For all the talk about globalization, the foundation for an integrated world financial system doesn't yet exist. As Henry M. Paulson Jr., chairman and CEO of Goldman Sachs Group Inc., says, what we now have is a series of national and regional markets linked in precarious ways. Some of the weak spots were seen during the 1997-98 Asian crisis that caused Federal Reserve Chairman Alan Greenspan and former Treasury Secretary Robert E. Rubin to call for "a new financial architecture." But all along, it has been less important to redesign the exterior of the house than to repair the roof and fix the plumbing. A critical case in point: the fragmented infrastructure for trading of stocks, bonds, and derivatives across borders.
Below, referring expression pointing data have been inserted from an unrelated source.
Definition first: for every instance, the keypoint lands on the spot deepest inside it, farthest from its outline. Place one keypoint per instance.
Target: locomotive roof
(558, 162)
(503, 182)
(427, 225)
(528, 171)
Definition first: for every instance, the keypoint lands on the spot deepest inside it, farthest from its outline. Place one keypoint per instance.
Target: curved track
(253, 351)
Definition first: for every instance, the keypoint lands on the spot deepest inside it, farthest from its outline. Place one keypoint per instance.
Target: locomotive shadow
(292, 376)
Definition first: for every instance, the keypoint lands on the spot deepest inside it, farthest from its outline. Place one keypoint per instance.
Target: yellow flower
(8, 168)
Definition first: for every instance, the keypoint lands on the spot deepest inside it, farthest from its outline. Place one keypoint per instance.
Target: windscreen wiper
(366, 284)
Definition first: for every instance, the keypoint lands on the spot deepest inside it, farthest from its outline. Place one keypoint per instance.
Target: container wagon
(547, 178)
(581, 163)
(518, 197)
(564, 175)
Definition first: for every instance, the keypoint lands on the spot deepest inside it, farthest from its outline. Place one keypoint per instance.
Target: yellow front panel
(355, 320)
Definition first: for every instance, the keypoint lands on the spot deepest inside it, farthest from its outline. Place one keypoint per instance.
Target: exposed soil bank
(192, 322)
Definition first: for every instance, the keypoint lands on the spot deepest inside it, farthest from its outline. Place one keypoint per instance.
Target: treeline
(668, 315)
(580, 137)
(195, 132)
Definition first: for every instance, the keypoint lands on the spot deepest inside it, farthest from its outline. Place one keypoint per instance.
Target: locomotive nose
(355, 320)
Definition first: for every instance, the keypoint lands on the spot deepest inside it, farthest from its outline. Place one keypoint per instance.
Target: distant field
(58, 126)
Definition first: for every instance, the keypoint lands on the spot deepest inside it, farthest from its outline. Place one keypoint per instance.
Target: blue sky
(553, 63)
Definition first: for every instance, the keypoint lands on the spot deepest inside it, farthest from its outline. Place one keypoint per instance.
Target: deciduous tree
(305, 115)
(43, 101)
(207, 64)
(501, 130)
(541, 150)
That's why it's worth paying attention to a conference to be held in London on Jan. 31 and Feb. 1 by organizations from the U.S., Europe, Asia, and Latin America that do the back-office work of securities trading--the clearance and settlement that allows buyers and sellers to exchange what they bought and transfer the money efficiently and reliably. It's the first time these specialists will meet to see if and how they can better cooperate. Wish them well, for unless the "pipes" through which money and information are being pushed are substantially upgraded and more centrally managed, at best they will constrict trading volume and at worst they will rupture.
The difficulty of managing complex negotiations at the International Monetary Fund or the World Trade Organization pales in comparison with the upcoming talks in London among organizations with different national allegiances, corporate cultures, regulatory pressures, and ownership structures. The same organizations, of course, compete with one another for business. This heterogeneous group will wrestle with a number of questions: What kind of common standards and technological protocols do they need? Should there be new partnerships among them? Should there be one central organization?
INCREASING STRAIN. They will be gathering against the background of soaring volumes of securities trading within and among countries. In the first half of 2000, for example, the U.S. Depository Trust & Clearance Corp. (DTCC), the principle clearer of U.S. equities and bonds, handled 66% more than in the same period in 1999, a year in which it processed an incredible $70 trillion worth of securities. Meanwhile, U.S. trades involving a foreign party have been tripling every three years since the early 1990s.
In a world increasingly turning to global stock markets rather than commercial banks to fund everything from new telecommunications systems to pension plans, we can expect increasing strain on capital markets that rely on disparate software systems, databases, and electronic capabilities. In the U.S., less than 1% of all trades fail to complete on schedule, but in Europe this failure rate is near 20%. A stock trade in the U.S. costs about 5 cents to clear; Europe is 10 times more expensive. In the U.S., the time between a trade and the final exchange of money is approaching one day, but not everyone else can move so fast.
Also, the disorganized global securities-processing industry undercuts the profitability of the big multinational brokerage firms that are forced to put up collateral to buttress their transactions and to provide financial support for so many clearing and settlement organizations around the world. Arthur L. Thomas, chief operating officer of Merrill Lynch & Co.'s Securities Services Div., says that if the global system were more integrated, a conservative estimate of what the brokerage firms could save--assuming only current trading volumes--is more than $5 billion annually.
Jill Considine, chairwoman and CEO of the DTCC, acknowledges that the imperative of a seamless, virtual global infrastructure is not yet in sight. She also indicates that there is no internationally agreed upon vision for what the system should be, much less the next steps to get there. "We're approaching the edge of the map," she said. "We're beginning to sail into the unknown."
Unless major progress is made soon, Robert L. Pierre, vice-president for global operations at State Street Bank in Boston, foresees a major crisis, akin to the breakdown in back-office operations on Wall Street in the 1970s. But George S. Hender, vice-chairman of Options Clearing Corp. in Chicago, says he is more optimistic, as are many other Wall Street experts such as Eileen K. Murray, a managing director who oversees the technical operations of Morgan Stanley Dean Witter.
Given the technological, political, and commercial obstacles to an agreement, however, the big question is whether the system will have to break down before it's fixed. Don't rule that out, for the lesson of previous financial crises is that the people closest to the markets either failed to see--or didn't want to admit--that a debacle was just around the corner.